Nursing home abuseSubstandard care injures one in every three nursing home residents, according to an investigation conducted by the Inspector General of the US Department of Health & Human Services.  Although the causes of the nursing home abuse vary, the report found that 60% of the incidents are preventable; over half require follow-up hospitalization.

The hospitalizations cost Medicare roughly $2.8 billion in 2011, according to the Inspector General’s investigation.

Nursing home inspections inadequate to identify abuse

The investigation found that routine nursing home inspections are inadequate to discover “adverse events,” which the investigation defines as incidents requiring 1) prolonged nursing home stay or hospitalization, including emergency room care; 2) permanent harm to the resident; 3) life-sustaining intervention, e.g., use of a respirator; or 4) death.  The investigation’s manager stated that the chances of nursing home inspectors uncovering these “adverse events” are “slim to none,” according to a Washington Post report on the investigation.

The Inspector General has previously described state studies of nursing home abuse as “deeply flawed.”   According to experts, “a vast reservoir of undetected and unreported elder mistreatment in nursing homes may exist.”

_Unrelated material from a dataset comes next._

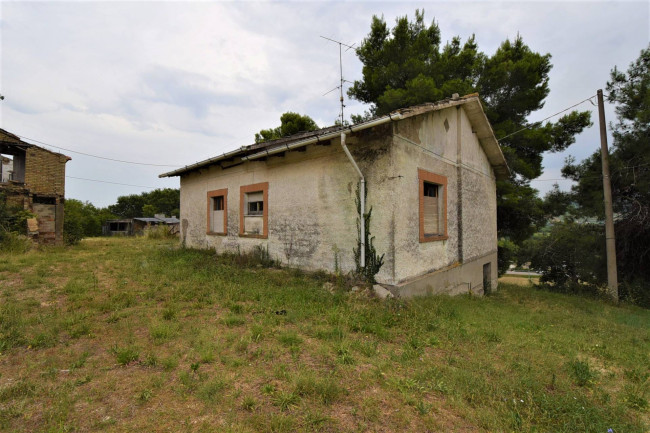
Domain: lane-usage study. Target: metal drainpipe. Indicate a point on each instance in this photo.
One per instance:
(362, 200)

But the Inspector General’s latest investigation may lead to more rigorous nursing home inspections.  Federal officials are considering adopting certain techniques such as a “trigger tool” to identify possible future harm to residents.  The tool specifies 49 medical issues that may signal abuse, neglect, or other substandard care, including a nursing home resident admitted to the hospital or recording a dangerously low glucose level.

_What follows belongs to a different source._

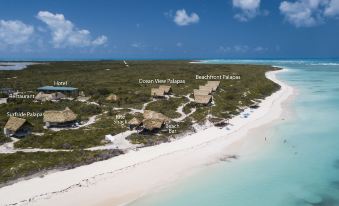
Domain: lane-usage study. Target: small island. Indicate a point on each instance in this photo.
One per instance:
(60, 115)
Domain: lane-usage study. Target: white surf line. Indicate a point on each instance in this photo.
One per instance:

Federal officials are also working with the Inspector General’s staff to condense the list of specific injuries found during the investigation.  The hope is that nursing home operators and government inspectors will use the list to check residents’ medical records for problems caused by abuse or substandard care.

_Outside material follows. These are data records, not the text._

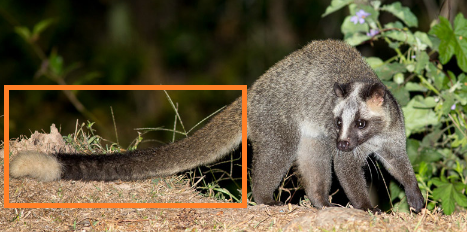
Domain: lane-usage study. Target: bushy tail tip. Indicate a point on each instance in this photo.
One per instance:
(36, 165)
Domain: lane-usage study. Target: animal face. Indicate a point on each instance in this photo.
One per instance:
(359, 113)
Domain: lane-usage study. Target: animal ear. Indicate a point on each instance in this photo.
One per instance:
(339, 90)
(376, 94)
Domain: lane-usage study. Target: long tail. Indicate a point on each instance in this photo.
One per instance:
(222, 134)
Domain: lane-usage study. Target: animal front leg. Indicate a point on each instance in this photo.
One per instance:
(314, 163)
(349, 171)
(398, 165)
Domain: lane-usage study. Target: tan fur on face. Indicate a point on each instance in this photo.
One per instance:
(36, 165)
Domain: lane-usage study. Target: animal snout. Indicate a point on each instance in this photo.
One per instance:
(343, 145)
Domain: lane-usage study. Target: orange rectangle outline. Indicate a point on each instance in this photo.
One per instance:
(6, 198)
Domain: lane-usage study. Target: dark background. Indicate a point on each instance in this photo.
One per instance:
(153, 43)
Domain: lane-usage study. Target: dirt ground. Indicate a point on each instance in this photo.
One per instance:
(177, 189)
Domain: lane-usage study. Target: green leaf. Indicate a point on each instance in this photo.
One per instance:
(416, 119)
(356, 38)
(41, 26)
(412, 150)
(444, 32)
(437, 75)
(402, 13)
(374, 62)
(422, 61)
(23, 32)
(403, 36)
(56, 63)
(422, 39)
(348, 27)
(430, 155)
(335, 6)
(400, 93)
(447, 103)
(385, 72)
(460, 24)
(424, 103)
(453, 41)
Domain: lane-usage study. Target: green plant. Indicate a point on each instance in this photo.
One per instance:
(433, 98)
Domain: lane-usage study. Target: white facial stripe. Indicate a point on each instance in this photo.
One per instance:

These techniques are designed to improve both the quality of care in nursing homes and the rigor of federal inspections.  Current inspections typically focus only on “what’s happening to residents today,” said Jane Straker, a research scholar at the Scripps Gerontology Center at Miami University in Ohio.

Growing evidence of nursing home abuse

The Inspector General’s investigation adds to the growing list of reports documenting widespread abuse in nursing homes.  A 2006 analysis of seven research papers found that medication errors in nursing homes are common, and that up to half could have been prevented.

In another study that interviewed 2,000 nursing home residents, over 40% reported that they had been abused, while 95% said they had been neglected themselves or witnessed neglect of another resident.  Yet another researcher reported that over half of nursing home staff admitted mistreating residents within the prior year, including physical violence, mental abuse and neglect.

Federal statistics confirm the scope of the abuse.  In 2010, nursing homes were cited over 146,000 times for violating federal regulations.  Nearly 25% of the country’s nursing homes received citations for violations that caused or threatened harm to residents.  Over three-fifths failed to provide adequate infection control; nearly that many violated food sanitation regulations.  Twenty percent of nursing homes were cited for failing to prevent pressure sores (bed sores).

If current inspection techniques uncover such high rates of nursing home abuse, more exacting inspections can only yield truly frightening statistics.